Predicting breast cancer response to neoadjuvant chemotherapy with ultrasound-based deep learning radiomics models -- dual-center study.
Authors
Affiliations (6)
Affiliations (6)
- Department of Ultrasonography, The Tenth Affiliated Hospital of Southern Medical University(Dongguan People's Hospital), Dongguan, Guangdong, 523059, China.
- Department of Ultrasonography, The Tenth Affiliated Hospital of Southern Medical University(Dongguan People's Hospital), Dongguan, Guangdong, 523059, China. [email protected].
- Department of Ultrasonography, The Affiliated Tumor Hospital of Xinjiang Medical University, Urumqi, Xinjiang, 830011, China. [email protected].
- Southern Medical University, Guangzhou, Guangdong, 510515, China.
- Guangdong Medical University, Zhanjiang, Guangdong, 524023, China.

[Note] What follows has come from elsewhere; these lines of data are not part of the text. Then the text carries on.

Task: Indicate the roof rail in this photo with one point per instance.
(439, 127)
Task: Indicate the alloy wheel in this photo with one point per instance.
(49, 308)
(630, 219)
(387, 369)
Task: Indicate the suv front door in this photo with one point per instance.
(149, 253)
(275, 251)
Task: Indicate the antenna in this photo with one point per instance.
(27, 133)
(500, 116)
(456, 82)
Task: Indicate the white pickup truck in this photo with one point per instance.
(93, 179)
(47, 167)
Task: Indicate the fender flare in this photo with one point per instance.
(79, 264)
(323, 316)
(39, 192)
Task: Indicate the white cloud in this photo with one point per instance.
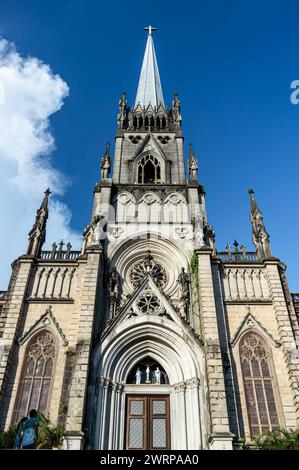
(30, 94)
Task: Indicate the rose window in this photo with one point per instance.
(148, 303)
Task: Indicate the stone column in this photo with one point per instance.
(193, 410)
(220, 436)
(78, 387)
(286, 335)
(178, 417)
(12, 309)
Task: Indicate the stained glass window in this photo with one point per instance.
(258, 384)
(37, 374)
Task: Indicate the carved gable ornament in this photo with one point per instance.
(251, 323)
(48, 321)
(148, 145)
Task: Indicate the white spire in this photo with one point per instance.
(149, 87)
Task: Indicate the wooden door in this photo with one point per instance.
(147, 422)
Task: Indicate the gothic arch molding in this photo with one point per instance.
(160, 338)
(181, 358)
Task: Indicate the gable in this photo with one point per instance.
(48, 321)
(251, 323)
(147, 301)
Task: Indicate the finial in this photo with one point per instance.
(107, 148)
(252, 199)
(150, 29)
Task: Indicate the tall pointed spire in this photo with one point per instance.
(149, 87)
(260, 236)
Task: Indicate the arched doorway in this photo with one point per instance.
(131, 344)
(147, 421)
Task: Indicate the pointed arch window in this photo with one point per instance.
(37, 375)
(149, 170)
(257, 371)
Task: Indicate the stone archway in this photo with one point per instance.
(180, 356)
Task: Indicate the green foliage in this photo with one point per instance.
(7, 438)
(194, 269)
(276, 440)
(49, 435)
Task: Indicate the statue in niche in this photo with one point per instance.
(121, 110)
(114, 285)
(208, 235)
(184, 283)
(147, 375)
(106, 163)
(199, 237)
(97, 229)
(157, 376)
(138, 376)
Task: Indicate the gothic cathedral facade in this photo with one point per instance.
(148, 337)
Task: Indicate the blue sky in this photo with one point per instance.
(231, 62)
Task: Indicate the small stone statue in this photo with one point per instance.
(138, 376)
(147, 375)
(106, 163)
(157, 375)
(97, 229)
(209, 235)
(192, 164)
(199, 237)
(114, 285)
(184, 282)
(121, 110)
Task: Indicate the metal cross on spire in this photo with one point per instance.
(150, 29)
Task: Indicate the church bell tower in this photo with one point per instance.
(149, 215)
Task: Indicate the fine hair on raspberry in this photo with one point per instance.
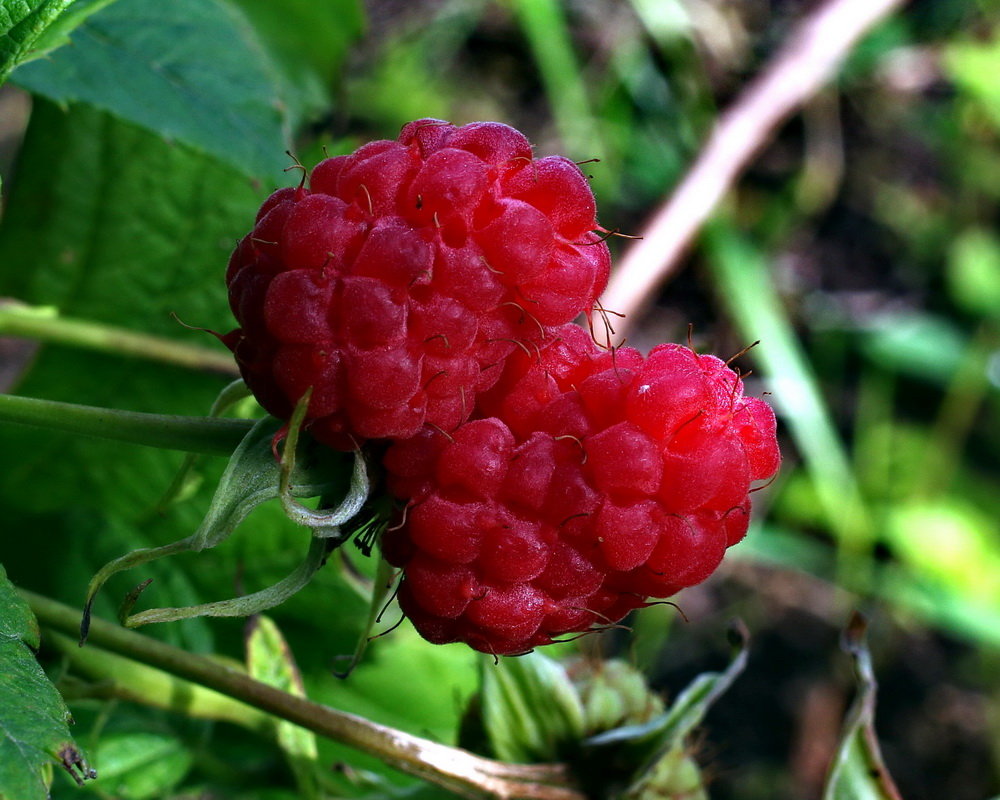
(397, 280)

- Department of Ultrasonography, The Affiliated Tumor Hospital of Xinjiang Medical University, Urumqi, Xinjiang, 830011, China.
Abstract
The aim of this study is to develop and validate a deep learning fusion model based on early (two-cycle) ultrasound images, using stacking fusion technology for the intratumoral and peritumoral regions, to predict early tumor response in breast cancer patients receiving neoadjuvant chemotherapy (NAC). This study enrolled breast cancer patients who received 6 to 8 cycles of neoadjuvant chemotherapy (NAC) between May 2019 and September 2023 from two medical centers. In the training set, the ResNet deep learning method was employed to construct a deep learning model based on ultrasound image data from intratumoral and peritumoral regions. A deep learning fusion model was established using stacking technology, which was tested on internal and external validation sets to calculate the areas under the receiver operating characteristic curve (AUC) and clinical decision curve (DCA). A total of 469 breast cancer patients were included in this study. The AUC values of the fusion model DLRS3 in the training set for 3 mm ROI (ROI3mm), 5 mm ROI (ROI5mm), 10 mm ROI (ROI10mm), and intratumoral region (ROIin) were 0.858, 0.872, 0.919, and 0.848, respectively. The AUC values in the internal validation set were 0.890, 0.965, 0.915, and 0.840, respectively, while in the external validation set, they were 0.844, 0.886, 0.938, and 0.905, respectively. This study successfully developed a fusion model for predicting early tumor response in breast cancer patients receiving NAC. The model combines deep learning methods based on early NAC ultrasound images and demonstrates high predictive performance.